Am Morgen danach, ein paar Stunden nach dem Finale, steht Örjan Madsen am Beckenrand und sucht nach Erklärungen. Vergeblich. Die deutsche Weltrekordstaffel landete nur auf dem vierten Platz hinter den Niederlanden. „Ich kann das nicht begründen“, sagt Madsen. Er könnte jetzt von mentalen Problemen reden wie drei seiner Staffel-Schwimmerinnen, aber das ist ihm zu einfach. „Britta hat bewiesen, dass sie mit Druck umgehen kann“, sagt Madsen. Britta Steffen, Weltrekordlerin über 100 Meter Freistil, schwamm 52,65 Sekunden, so schnell war noch nie eine Frau in einer Staffel. Es nützte nichts, die anderen waren zu schlecht. „Wir müssten eigentlich sowohl psychisch als auch physisch weiter sein als in Budapest“, sagt Madsen. In Budapest, bei der EM, schwammen die Deutschen ihren Weltrekord (3:35,22 Minuten).

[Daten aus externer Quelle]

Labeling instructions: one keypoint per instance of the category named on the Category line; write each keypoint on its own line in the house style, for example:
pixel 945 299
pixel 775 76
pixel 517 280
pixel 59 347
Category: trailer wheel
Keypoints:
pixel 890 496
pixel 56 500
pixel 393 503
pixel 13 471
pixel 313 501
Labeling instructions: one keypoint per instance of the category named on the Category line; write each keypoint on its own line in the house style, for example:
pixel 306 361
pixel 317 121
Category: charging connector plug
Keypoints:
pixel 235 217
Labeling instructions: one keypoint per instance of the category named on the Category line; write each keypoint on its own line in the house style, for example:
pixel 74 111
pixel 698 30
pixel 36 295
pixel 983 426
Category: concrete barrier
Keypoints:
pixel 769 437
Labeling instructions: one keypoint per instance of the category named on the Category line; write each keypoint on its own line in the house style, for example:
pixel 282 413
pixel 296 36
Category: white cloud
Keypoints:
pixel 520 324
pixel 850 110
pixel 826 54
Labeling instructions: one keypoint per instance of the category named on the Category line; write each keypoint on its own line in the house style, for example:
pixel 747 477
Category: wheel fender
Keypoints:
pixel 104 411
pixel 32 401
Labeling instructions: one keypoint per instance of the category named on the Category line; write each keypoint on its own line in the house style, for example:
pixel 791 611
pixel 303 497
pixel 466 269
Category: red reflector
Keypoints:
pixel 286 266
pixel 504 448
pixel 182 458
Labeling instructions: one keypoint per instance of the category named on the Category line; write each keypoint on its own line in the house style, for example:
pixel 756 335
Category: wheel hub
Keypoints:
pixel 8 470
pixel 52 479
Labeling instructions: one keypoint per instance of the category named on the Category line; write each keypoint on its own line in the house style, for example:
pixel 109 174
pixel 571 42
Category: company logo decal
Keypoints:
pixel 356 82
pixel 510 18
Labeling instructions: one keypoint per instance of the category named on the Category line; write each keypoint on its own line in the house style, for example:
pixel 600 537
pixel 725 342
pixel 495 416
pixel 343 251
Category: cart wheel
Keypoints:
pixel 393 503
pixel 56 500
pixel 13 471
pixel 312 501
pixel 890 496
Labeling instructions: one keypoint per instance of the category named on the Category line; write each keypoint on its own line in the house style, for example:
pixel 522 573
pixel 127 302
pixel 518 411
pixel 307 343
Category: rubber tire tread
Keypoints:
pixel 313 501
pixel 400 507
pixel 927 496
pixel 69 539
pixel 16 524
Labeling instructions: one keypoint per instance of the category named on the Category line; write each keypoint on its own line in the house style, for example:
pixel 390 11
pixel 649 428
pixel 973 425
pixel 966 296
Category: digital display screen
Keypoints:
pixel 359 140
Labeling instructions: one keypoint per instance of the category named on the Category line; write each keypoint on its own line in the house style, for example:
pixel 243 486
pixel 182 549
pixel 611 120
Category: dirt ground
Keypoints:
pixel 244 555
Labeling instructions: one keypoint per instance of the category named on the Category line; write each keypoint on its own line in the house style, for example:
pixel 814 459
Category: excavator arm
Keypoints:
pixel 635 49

Es kam noch schlimmer, die deutsche 4-x-100-Meter-Staffel der Männer kam mit katastrophalen 3:19,00 Minuten nicht mal ins Finale. Ausgerechnet die Staffeln, die Herzstücke des deutschen Schwimmens, haben gepatzt. Dabei sollten die Frauen für den großen Knall zum Auftakt sorgen, sie sollten die anderen aufputschen. So war der Plan. Dass er nicht aufging, hat aber vielleicht auch damit zu tun, dass Bundestrainer Manfred Thiesmann nur noch einer von vielen ist. Viele Jahre lang hatte er Staffel-Aufstellungen ausgeklügelt, gegnerische Taktiken studiert und Informationen über die Konkurrenz eingeholt. Irgendwann war er so fit, dass er viele Aufstellungen der Gegner richtig voraussah. Thiesmann feierte spektakuläre Erfolge.
Madsen stufte ihn zurück. Jede Staffel hat jetzt einen betreuenden Trainer. Der darf die Aufstellung vorschlagen, Madsen hat das letzte Wort. Der Norweger will damit Verantwortung breiter verteilen. Für die Frauenstaffel vom Sonntag war somit Stefan Döbler verantwortlich. Zuvor hatte Thiesmann generell Vorschlagsrecht. Am Sonntag erklärte er, wie alle anderen Trainer, seine Vorstellungen von der Besetzung. Döbler hatte andere Vorstellungen.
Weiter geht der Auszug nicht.